17 thoughts on “It begins.”

  1. I’ve heard it’s on the less-complex side. Not an easy game in any case! Harder than a social bluffing game or Pitchcar, way easier than classic hex-and-chit. I feel like they’re easier than a traditional rpg.

    Fire in the Lake is, I believe, intended to be the high water mark.

  2. Answer Jürgen Mayer​ for yourself if you have a more detailed answer, Ralph Mazza​.

    Tbh I’m not that familiar with Sekigahara. Played a few rounds at a game store once I think.

  3. Both games have a steep learning curve because they are such a radically different departure from any other games.

    Once that learning curve is mastered, Sekigahara is the least complex game, by a fairly wide margin.

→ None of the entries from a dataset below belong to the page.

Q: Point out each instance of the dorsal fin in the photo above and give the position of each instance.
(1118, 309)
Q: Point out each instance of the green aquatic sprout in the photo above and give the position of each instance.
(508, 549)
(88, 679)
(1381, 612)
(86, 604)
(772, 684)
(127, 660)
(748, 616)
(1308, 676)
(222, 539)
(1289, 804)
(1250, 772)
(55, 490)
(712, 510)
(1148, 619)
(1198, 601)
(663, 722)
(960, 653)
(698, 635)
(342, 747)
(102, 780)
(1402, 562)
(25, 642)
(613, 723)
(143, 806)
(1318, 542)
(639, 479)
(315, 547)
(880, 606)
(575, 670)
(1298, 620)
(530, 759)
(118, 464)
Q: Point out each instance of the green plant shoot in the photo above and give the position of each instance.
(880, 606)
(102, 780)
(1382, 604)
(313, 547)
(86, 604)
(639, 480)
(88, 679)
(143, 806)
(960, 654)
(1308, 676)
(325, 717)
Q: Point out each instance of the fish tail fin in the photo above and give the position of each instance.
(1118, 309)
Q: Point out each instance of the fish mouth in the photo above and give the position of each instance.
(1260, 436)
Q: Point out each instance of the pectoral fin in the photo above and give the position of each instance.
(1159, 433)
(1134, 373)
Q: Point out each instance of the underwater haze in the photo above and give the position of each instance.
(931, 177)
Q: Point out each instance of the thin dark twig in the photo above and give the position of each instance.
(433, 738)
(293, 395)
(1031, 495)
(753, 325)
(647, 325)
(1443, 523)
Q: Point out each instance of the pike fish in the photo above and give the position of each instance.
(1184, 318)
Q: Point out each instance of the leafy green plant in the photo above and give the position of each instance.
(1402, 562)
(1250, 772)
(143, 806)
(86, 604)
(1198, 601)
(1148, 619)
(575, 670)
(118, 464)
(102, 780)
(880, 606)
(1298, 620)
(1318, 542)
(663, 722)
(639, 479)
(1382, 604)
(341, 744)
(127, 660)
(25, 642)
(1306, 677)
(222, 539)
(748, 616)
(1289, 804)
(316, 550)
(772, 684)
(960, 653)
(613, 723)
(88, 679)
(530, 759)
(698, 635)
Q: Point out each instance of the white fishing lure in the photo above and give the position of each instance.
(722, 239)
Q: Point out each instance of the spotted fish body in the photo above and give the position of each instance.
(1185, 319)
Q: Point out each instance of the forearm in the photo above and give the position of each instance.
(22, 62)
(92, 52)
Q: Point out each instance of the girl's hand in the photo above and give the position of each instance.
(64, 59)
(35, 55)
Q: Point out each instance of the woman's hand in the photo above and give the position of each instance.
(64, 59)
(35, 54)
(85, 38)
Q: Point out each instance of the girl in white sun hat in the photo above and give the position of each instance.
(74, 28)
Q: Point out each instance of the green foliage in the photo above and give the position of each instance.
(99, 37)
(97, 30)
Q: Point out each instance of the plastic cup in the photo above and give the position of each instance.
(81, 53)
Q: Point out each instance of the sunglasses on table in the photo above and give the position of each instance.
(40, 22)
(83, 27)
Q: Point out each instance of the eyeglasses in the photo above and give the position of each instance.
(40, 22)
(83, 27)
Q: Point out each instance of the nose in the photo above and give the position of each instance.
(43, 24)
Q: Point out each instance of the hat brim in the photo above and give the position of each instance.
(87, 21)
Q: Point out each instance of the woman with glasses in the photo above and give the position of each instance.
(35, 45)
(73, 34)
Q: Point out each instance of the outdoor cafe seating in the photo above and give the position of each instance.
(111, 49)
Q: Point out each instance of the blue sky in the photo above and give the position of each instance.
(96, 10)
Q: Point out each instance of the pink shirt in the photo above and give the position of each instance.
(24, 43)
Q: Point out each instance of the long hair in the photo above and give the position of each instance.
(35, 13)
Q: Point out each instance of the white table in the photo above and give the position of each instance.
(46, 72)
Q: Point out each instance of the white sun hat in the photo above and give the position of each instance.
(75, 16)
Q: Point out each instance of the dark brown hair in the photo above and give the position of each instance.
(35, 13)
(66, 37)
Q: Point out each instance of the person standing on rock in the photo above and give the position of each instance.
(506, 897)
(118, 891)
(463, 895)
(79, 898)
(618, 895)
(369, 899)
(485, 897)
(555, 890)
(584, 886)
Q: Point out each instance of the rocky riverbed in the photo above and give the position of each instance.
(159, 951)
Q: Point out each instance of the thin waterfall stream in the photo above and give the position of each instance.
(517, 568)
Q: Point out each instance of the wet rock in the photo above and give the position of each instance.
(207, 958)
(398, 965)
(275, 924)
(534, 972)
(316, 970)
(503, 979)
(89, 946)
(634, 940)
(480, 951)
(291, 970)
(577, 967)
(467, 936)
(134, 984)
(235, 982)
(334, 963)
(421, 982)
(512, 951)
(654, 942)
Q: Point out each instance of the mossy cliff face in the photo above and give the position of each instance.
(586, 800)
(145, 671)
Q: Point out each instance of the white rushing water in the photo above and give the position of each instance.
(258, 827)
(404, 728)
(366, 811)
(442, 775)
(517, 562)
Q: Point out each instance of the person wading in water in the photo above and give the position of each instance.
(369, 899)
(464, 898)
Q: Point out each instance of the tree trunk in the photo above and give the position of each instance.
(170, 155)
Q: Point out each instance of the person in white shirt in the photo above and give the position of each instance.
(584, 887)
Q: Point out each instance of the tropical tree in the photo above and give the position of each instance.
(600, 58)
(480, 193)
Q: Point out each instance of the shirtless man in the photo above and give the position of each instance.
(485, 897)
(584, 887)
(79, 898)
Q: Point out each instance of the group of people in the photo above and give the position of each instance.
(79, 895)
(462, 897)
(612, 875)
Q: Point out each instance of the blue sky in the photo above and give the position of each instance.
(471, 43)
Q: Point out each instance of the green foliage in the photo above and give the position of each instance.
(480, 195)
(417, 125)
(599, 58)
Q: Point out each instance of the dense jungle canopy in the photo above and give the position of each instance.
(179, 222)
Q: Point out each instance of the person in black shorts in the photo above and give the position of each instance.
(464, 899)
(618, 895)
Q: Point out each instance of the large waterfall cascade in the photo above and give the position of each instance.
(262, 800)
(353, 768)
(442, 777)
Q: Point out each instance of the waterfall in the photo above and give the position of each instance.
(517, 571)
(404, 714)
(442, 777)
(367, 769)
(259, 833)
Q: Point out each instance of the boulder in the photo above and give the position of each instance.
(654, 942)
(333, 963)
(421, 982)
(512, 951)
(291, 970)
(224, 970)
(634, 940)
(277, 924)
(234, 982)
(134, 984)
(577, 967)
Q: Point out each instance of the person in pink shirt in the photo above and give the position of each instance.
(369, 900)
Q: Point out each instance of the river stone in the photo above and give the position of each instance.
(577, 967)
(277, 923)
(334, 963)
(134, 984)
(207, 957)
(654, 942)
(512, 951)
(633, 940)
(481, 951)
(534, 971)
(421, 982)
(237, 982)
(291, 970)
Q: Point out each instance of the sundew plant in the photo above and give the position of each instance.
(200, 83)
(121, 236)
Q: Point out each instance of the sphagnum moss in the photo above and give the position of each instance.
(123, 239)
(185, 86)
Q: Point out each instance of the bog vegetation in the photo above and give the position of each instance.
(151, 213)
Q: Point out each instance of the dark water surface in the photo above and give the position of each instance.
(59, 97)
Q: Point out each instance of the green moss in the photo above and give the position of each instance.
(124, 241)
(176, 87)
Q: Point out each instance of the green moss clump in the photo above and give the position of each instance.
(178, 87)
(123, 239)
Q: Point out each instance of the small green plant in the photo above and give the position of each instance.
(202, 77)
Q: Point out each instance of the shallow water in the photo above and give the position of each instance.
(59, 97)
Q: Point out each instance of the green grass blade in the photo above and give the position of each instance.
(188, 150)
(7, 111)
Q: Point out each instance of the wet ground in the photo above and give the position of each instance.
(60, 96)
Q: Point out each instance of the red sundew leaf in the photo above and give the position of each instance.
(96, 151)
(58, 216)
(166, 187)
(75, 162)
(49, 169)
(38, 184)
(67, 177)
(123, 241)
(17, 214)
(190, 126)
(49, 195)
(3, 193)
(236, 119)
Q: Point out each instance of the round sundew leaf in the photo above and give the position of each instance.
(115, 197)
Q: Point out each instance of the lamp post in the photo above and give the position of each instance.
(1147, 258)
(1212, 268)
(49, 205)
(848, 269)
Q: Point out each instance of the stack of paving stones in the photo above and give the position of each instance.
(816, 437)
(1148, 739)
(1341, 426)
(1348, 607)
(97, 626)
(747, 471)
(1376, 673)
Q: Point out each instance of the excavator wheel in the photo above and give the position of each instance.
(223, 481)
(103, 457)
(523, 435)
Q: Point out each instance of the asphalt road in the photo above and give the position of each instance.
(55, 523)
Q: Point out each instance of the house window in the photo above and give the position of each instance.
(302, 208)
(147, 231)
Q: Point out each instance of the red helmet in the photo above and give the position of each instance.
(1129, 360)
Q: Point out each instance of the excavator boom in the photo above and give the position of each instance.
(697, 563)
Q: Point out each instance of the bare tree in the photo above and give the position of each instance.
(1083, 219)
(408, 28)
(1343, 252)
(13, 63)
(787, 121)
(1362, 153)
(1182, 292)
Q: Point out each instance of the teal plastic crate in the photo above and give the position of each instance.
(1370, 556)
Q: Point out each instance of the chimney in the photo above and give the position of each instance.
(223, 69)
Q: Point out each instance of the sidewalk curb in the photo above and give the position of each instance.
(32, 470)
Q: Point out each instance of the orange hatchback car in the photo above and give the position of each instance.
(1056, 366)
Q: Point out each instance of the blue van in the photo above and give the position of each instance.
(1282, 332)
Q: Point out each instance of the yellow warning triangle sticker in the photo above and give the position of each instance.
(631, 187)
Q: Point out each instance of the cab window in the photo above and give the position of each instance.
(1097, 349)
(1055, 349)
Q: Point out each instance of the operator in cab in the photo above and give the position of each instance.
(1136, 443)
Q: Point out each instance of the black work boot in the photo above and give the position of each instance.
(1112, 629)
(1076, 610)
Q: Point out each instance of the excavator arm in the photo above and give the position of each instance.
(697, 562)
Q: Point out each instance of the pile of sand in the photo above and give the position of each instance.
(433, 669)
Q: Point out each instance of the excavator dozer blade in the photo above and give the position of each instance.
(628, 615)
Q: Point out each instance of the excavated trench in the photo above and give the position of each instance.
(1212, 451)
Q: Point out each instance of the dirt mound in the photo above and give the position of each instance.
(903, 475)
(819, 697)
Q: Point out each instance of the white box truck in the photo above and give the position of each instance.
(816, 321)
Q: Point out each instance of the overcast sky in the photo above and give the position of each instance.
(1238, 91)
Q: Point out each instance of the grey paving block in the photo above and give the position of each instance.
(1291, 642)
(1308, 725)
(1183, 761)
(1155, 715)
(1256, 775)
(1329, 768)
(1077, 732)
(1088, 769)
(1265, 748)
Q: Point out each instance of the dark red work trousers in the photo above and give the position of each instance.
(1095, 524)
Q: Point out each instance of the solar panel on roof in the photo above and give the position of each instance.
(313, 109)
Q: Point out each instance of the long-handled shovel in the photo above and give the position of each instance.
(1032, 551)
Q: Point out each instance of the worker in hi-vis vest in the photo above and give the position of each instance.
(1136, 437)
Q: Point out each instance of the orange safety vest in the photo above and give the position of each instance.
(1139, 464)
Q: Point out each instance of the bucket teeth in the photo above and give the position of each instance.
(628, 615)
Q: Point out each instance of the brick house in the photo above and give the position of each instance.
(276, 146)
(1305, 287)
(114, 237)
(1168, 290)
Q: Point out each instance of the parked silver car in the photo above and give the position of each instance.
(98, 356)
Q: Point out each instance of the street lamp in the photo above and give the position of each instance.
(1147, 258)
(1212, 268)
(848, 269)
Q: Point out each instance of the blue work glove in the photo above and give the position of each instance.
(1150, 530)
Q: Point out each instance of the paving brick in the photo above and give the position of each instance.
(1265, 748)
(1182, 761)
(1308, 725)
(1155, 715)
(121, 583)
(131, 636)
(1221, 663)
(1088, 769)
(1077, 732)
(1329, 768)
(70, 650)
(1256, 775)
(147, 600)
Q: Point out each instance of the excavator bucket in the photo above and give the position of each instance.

    One offsetting feature, is that Coin games are semi-team games, so to the extent having a quasi-partner to talk strategy with makes the game easier, that’s a point in COIN’s favor. But even then there are a lot more moving parts to juggle in a COIN Game.

  4. You know what? Yeah…I totally forgot that Sekigahara is one of those fog of war block games. I had uh…a completely different game in mind.

    So yeah, COIN is trickier than block games. Despite being narrative focused, they feature mechanically precise triggers to make things happen and that can be onerous in play.